Flex Conversations use Conversations API roles to manage participant permissions when adding participants to a Conversation or when using the Conversations SDK to connect.
The Role Resource represents what a User (e.g. agent, admin, supervisor) can do within the Conversation Service and individual Conversations. Roles are scoped to either a Service or a Conversation.
Flex Conversation Service
Users are assigned a Role at the Service level. This determines what they can do within the Conversation Service instance, such as creating and destroying Conversations within the Service.
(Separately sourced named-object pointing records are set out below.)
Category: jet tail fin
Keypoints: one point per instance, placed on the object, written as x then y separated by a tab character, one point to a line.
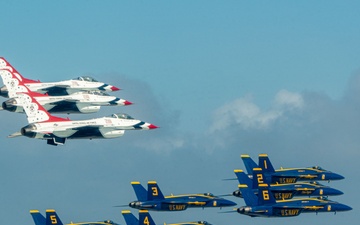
243	178
265	196
52	218
145	218
258	178
154	191
38	218
248	194
130	219
5	65
265	164
249	163
140	191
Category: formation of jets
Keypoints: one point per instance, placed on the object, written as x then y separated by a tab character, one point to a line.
276	193
267	192
83	95
153	199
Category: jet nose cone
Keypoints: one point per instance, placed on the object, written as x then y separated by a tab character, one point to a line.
340	207
113	88
332	191
126	102
4	92
226	203
152	126
334	176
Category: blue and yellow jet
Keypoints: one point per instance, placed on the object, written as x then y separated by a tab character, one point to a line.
288	175
153	199
284	191
146	219
265	205
53	219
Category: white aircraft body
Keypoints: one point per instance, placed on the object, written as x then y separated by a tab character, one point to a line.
83	83
42	125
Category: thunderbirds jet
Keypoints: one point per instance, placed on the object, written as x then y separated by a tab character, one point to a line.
283	191
43	125
78	102
153	199
146	219
265	205
288	175
83	83
53	219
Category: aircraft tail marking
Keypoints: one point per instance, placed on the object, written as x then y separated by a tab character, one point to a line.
52	218
154	191
265	164
38	218
249	163
145	218
130	219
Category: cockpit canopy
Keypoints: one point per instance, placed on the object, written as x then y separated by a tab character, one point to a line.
122	116
86	78
204	222
318	168
100	93
209	194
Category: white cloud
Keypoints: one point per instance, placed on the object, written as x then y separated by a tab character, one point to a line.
244	113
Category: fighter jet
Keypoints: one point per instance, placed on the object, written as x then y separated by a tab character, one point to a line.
43	125
83	83
146	219
153	199
284	191
265	205
53	219
288	175
78	102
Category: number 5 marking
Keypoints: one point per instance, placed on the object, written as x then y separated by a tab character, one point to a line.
155	191
53	219
146	221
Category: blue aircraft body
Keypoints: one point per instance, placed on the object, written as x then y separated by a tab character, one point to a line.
284	191
288	175
53	219
153	199
146	219
265	205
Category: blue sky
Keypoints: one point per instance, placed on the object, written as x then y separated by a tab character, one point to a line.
220	79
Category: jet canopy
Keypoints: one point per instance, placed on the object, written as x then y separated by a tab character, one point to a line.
100	93
209	194
86	78
204	222
318	168
122	116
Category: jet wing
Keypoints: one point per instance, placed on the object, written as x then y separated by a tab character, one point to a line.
57	90
16	134
287	211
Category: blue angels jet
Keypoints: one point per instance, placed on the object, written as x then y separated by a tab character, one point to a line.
265	205
153	199
146	219
53	219
284	191
288	175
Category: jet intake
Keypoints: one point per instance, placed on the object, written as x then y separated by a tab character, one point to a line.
4	92
10	105
28	131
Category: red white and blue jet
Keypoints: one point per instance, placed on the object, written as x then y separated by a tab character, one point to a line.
83	83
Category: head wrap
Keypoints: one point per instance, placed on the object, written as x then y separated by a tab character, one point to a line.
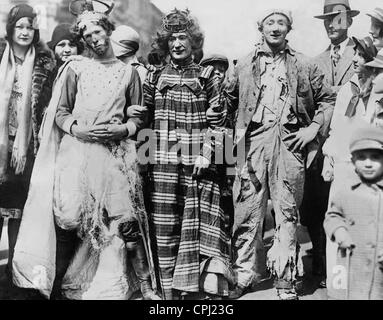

Participants are assigned a Role at the Conversation level. This determines what they are able to do within a particular Conversation, such as inviting Participants to be members of the Conversation, posting Messages, and removing other Participants from the Conversation.
Which Roles does Flex create out-of-the-box?
Flex creates the Conversation Service and adds the following Service and Conversation Roles during the initial Flex account setup.
Service Roles
Role: admin
Default Permissions:
joinConversation
deleteConversation
addParticipant
removeParticipant
editConversationAttributes
editOwnUserInfo
editAnyUserInfo
Role: supervisor
Default Permissions:
joinConversation
addParticipant
removeParticipant
editOwnUserInfo
Conversation Roles
Role: guest [DEFAULT]
Default Permissions:
sendMessage
sendMediaMessage
Role: agent
Default Permissions:
editConversationAttributes
sendMessage
sendMediaMessage
leaveConversation
editOwnMessage
editOwnMessageAttributes
deleteOwnMessage
Role: admin
Default Permissions:
editConversationAttributes
sendMessage
sendMediaMessage
leaveConversation
editOwnMessage
editOwnMessageAttributes
deleteOwnMessage
editAnyMessage
editAnyMessageAttributes
deleteAnyMessage
Role: supervisor
Default Permissions:
editConversationAttributes
sendMessage
sendMediaMessage
leaveConversation
editOwnMessage
editOwnMessageAttributes
deleteOwnMessage
editAnyMessage
editAnyMessageAttributes
deleteAnyMessage
How does Flex use these Roles?
The first time a worker logs in, Flex creates a corresponding Conversation User.
For workers authenticating through the Twilio Console, the corresponding Flex Conversation Service User will be created with the admin role.
For workers authenticating via a third-party IdP (identity provider), Flex creates a corresponding Conversation Service User according to their
SSO role
: agent, supervisor, or admin.
Once a worker logs in successfully, the Flex UI initializes the Conversations SDK with a token that includes the grants:
The token includes Flex Roles grants based on the user role (
agent/supervisor/admin
) that is set in the IdP.
The Conversation User
Service Role
is updated (in the Conversations Users database) based on the Flex Role grants (an agent can be promoted to a supervisor, or vice versa).
Known limitations
Regardless of what role you have as a Flex user, Flex Conversations uses the default configured role —
guest
— when adding the user to a Conversation or Chat Task.